Tuesday, July 31, 2007

Sunday, July 29, 2007

Mongolia: Dance, Music and Ballad

Fantastic muscial and cultural experience.

Divinas Palabras (Ramon del Valle-Inclan)

Centro Dramatico National production
Quarrel that develops between family members for a hydrocephalic dwarf good for begging.

Thursday, July 26, 2007

Into the Little Hill (George Bejamin & Martin Crimp)

A lyric tale for two voices and ensemble (2006), preceded by Viola, Viola for two violas (1997) and Three Minatures for solo violin (2002).
Interesting music performed by excellent musicians.

This jewel of a narrative is based on the traditional tale of the Pied Piper, who brings music (to a town concerned about a rat infestation) with promises that he will rid the town of their problem. When the strange stranger is denied financial compensation for completing the task, he lures the children away.

Now there are many ways to consider this as an allegory, particularly appealing is the relationship between arts and politics in twenty-first century USA. Politicians want the arts to shape students to concervative values; however, because the arts are actually starved in our schools, the younger generation is denied an intellectually grounded education in the arts, and it turns to a more seductive, maybe even baser but certainly more rebelious form of the arts. Musically, not such a simple allegory: very spare. In works more vertically dense (but not overly so), the ear can hear/apprehend a lucious texture. In works more horizontally dense, that is more melodic, the ear can hear the melody. This work seemed spare in both ways, requiring an ear both better trained than the average ear and a mind curious enough to listen attendtively and repeatedly.

Highly recommend.

Monday, July 23, 2007

De Monstruos y Prodigios: La Historia de los Castrati (Jorge Kuri)

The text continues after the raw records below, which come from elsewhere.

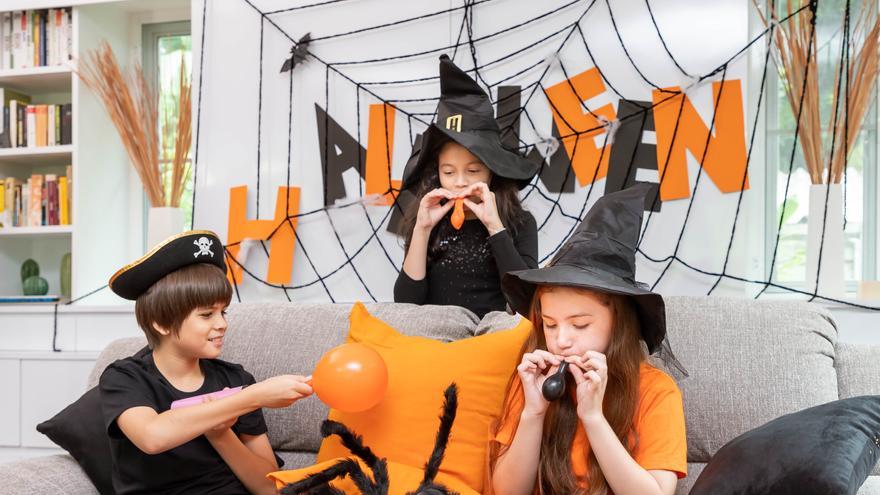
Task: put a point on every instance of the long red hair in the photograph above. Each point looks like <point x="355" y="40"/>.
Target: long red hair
<point x="625" y="355"/>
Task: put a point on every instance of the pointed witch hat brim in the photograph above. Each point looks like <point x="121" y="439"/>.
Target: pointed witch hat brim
<point x="465" y="116"/>
<point x="599" y="256"/>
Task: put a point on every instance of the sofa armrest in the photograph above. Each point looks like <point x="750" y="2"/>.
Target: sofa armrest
<point x="48" y="474"/>
<point x="857" y="366"/>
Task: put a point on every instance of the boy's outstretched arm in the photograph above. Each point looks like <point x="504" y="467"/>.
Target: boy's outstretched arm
<point x="155" y="433"/>
<point x="250" y="457"/>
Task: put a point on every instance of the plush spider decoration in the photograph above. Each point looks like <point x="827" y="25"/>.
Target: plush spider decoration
<point x="319" y="483"/>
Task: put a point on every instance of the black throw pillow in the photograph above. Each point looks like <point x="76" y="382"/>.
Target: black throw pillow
<point x="79" y="429"/>
<point x="828" y="450"/>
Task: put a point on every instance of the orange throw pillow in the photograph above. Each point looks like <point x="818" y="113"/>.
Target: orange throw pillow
<point x="402" y="479"/>
<point x="402" y="427"/>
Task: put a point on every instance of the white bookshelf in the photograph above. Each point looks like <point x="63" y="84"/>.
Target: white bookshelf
<point x="106" y="231"/>
<point x="39" y="79"/>
<point x="105" y="194"/>
<point x="44" y="231"/>
<point x="45" y="244"/>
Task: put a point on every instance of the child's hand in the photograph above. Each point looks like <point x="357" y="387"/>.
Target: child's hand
<point x="430" y="209"/>
<point x="531" y="373"/>
<point x="591" y="375"/>
<point x="486" y="210"/>
<point x="281" y="391"/>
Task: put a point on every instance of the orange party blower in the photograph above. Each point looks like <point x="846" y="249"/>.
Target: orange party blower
<point x="457" y="218"/>
<point x="351" y="378"/>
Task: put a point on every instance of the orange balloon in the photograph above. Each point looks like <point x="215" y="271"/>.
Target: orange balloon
<point x="457" y="217"/>
<point x="351" y="378"/>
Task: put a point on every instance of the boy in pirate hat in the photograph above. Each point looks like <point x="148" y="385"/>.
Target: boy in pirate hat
<point x="219" y="446"/>
<point x="620" y="425"/>
<point x="460" y="157"/>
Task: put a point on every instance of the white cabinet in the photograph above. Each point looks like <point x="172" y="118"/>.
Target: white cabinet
<point x="34" y="387"/>
<point x="9" y="402"/>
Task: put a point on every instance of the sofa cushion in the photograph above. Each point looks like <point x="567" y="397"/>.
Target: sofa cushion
<point x="857" y="366"/>
<point x="48" y="474"/>
<point x="857" y="373"/>
<point x="824" y="450"/>
<point x="403" y="426"/>
<point x="749" y="362"/>
<point x="271" y="339"/>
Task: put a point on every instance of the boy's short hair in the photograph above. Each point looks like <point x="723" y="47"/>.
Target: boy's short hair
<point x="169" y="301"/>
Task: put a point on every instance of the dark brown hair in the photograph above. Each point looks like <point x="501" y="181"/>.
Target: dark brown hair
<point x="625" y="356"/>
<point x="506" y="191"/>
<point x="170" y="300"/>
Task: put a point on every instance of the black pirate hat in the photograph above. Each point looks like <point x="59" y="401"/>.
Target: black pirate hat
<point x="600" y="255"/>
<point x="174" y="253"/>
<point x="465" y="115"/>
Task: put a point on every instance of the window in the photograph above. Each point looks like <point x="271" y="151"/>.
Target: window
<point x="860" y="236"/>
<point x="165" y="47"/>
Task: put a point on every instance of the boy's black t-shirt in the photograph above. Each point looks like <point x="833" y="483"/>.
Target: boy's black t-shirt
<point x="192" y="468"/>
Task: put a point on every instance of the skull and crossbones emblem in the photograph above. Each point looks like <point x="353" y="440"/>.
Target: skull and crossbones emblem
<point x="204" y="244"/>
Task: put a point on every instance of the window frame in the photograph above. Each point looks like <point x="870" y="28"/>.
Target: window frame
<point x="150" y="34"/>
<point x="771" y="132"/>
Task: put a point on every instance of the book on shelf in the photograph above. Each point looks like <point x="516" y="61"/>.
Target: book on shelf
<point x="23" y="124"/>
<point x="48" y="298"/>
<point x="39" y="200"/>
<point x="35" y="38"/>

Teatro de Ciertos Habitantes

The Full Monteverdi

I Fagiolini's unusual performance of Claudio Monteverdi's Il quarto libro de madrigali (Fourth Book of Madrigals).
Wow!
After 35 minutes sitting at cabaret-style tables drinking wine and eating cheese/fruit, a voice to my right began to sing, soon followed by six to eight others who were engaged with another at the table. It was like overhearing a very intimate conversation between a couple. I first thought that the guy to my right was embarrassed to be seated next to a singer, but it was soon clear that he was (as were the other 'partners') part of the performance.
There were no pauses between madrigals, but the music moved straight from one to the next. The ensemble relayed the music from one couple to the next, with each couple in different points entering the lover's quarrel.
The difficult of the music was compounded by the performers' movement and the distance which they were spread. Divided into pairs, they sung/acted the madrigals. Their virtuosity was demonstrated in their ability to overcome problems of tuning and coherence magnified by the space and spacing.
The venue provided good acoustics and fabulous views of midtown Manhattan.
Thus presented dramatic, it is easy to recognize how Monteverdi was the originator of Western opera. It would have been good, however, to have possessed translations in order to understand more fully the arc of the poetic narrative.

High recommend.

Saturday, July 21, 2007

Hokaibo (Heisei Nakamura-za)

This performance featured one of only two comic Kabuki and starred Nakamura Kanzaburo XVIII in the lead role. Wonderful and colorful sets and costumes were the backdrop to a drama that depended on physical humor and sexual double-entendres (that weren't always apparent in the English synopsis broadcast through the headsets). The morality of the play was rather dubious, and the rogue character ends up murdered (though he comes back to haunt his somewhat innocent nemesis).
The narrative occupied the first two acts performed before the intermission. After the intermission, the performance accorded more closely with my conceptions of kabuki: traditional Japanese music and dance.
Though predominantly performed in Japanese, the Kanzaburo frequently dropped into English, speaking directly to the audience. This gracious gesture, however, was not necessary for the large number Japanese speakers in the audience, who obviously were able to understand the jokes not apparent via the English synopsis.